With those four words, Barack Obama set sail – our Captain of the American enterprise with us as the crew – on a new journey in American history: a history that all but chafed against such an event that occurred today in Washington, D.C. With Obama’s inauguration, the words contained in the Declaration of Independence proclaiming that “we hold these truths to be self-evident, that all men are created equal, and endowed by their creator with certain unalienable rights” were pulled from the yellow pages of history to take on new life, never ringing more true or holding more promise.
Our Nation’s history is replete with human tragedy – from our decimation of Native Americans to the slave trade and slavery with its horrendous treatment of an entire race of fellow human beings to our fear, loathing, and internment of Japanese-Americans during World War II. But it is also brimming with triumphs from the birth of this great country upon the shoulders of our Founding Fathers to the building of the most powerful country in the world to the accomplishments of thousands of Americans too numerous to list.
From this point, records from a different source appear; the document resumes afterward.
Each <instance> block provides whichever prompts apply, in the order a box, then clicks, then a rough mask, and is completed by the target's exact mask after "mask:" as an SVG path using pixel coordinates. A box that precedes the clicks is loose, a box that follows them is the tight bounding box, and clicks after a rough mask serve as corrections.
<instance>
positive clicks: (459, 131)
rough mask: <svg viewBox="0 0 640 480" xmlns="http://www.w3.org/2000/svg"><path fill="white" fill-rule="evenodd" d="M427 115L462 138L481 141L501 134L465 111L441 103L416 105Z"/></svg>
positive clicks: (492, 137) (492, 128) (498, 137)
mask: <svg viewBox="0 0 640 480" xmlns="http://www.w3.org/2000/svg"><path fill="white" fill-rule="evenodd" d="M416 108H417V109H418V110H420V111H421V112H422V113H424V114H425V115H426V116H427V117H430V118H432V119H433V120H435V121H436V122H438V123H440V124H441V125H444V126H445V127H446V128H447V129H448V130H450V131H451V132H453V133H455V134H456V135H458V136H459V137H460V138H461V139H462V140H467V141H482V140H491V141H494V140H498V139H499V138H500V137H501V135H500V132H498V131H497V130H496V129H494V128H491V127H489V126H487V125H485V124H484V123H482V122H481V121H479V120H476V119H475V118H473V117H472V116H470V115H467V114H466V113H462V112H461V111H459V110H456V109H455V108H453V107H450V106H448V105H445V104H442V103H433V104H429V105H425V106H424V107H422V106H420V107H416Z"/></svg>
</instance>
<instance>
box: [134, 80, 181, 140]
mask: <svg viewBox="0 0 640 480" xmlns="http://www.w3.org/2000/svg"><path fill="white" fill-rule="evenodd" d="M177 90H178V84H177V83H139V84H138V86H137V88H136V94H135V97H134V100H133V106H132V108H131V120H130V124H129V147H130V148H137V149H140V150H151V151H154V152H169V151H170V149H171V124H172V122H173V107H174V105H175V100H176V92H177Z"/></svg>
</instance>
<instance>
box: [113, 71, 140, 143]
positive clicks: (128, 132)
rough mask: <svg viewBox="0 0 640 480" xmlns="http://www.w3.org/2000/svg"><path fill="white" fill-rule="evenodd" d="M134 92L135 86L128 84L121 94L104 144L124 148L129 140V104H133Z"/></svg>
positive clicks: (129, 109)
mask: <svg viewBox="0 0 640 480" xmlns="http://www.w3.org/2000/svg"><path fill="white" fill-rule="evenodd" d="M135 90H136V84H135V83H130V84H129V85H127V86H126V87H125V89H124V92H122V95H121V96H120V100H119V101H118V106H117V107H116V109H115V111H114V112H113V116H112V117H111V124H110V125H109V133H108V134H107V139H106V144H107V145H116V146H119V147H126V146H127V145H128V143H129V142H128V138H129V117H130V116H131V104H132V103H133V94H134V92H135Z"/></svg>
Today – today – what seemed impossible in my generation – the 50s and 60s – has come true. In high school, I watched on TV almost daily the hatred spewed from the lips of southern politicians and public officials as they battled against desegregation and the entrance of blacks into southern schools and universities. They stood arrogantly and defiantly in the doorways of their states’ public educational institutions, bracing themselves against what would be the inevitable mingling of blacks with whites.
The most basic rights that we today take for granted and accept were long denied to African-Americans. The simple act of sitting at a lunch counter waiting to be served was against the law. The police battled peaceful demonstrators with brutal force, using fire hoses spraying torrents of water strong enough to knock those targeted off their feet. Billyclubs were used indiscriminately and with no remorse.
Presidents Kennedy and Johnson were both called upon to send in National Guard troops to ensure that the law desegregating the schools would be obeyed. Day after violent day, I watched as citizens fought to prevent other citizens from being treated with dignity and enjoying the basic, common rights already attendant to being white.
But integration in the southern schools was not the only racial barrier that finally fell in the 1960s. From early colonial days, laws were set in place to criminalize the cohabitation and marriage of whites and blacks, fueled by reliance on Biblical admonitions and a fear of “mongrolizing” the white race. Not until the case of Loving v. Virginia, 388 U.S. 1 (1967), did the last remnants of the anti-miscegenation statutes fall. The Supreme Court made clear by a 9-0 vote that the right to choose with whom you wish to spend your life is a fundamental right not to be abridged by outdated theories and racist ideologies.
Today, we move forward to a new beginning – a new vision of our country where the words of our founders ring true. Their words were set down in our Declaration and in our Constitution – a Constitution that is the shortest in the world and the longest-lived in the world. And just as our Founders planned, despite the crises we have suffered throughout our history, today we witnessed a peaceful and seamless transition, not only from one Commander in Chief to another, but also from words set forth on parchment over 200 years ago across the centuries to a fulfillment of that promise – “we hold these truths to be self-evident, that all men are created equal.”
And I cried. And I cried this weekend watching the concert at the Lincoln Memorial remembering how I stood on that very spot two years ago looking up at the cream-colored face of Abraham Lincoln. I cried watching Barack Obama taking the Oath of Office. I cried in remembrance of those struggles of the past two centuries and especially those that I remember from the 60s. And I cried with happiness and a new-felt freedom for the promises that I unabashedly knew lived in our Constitution and the realization that those promises have finally come to pass.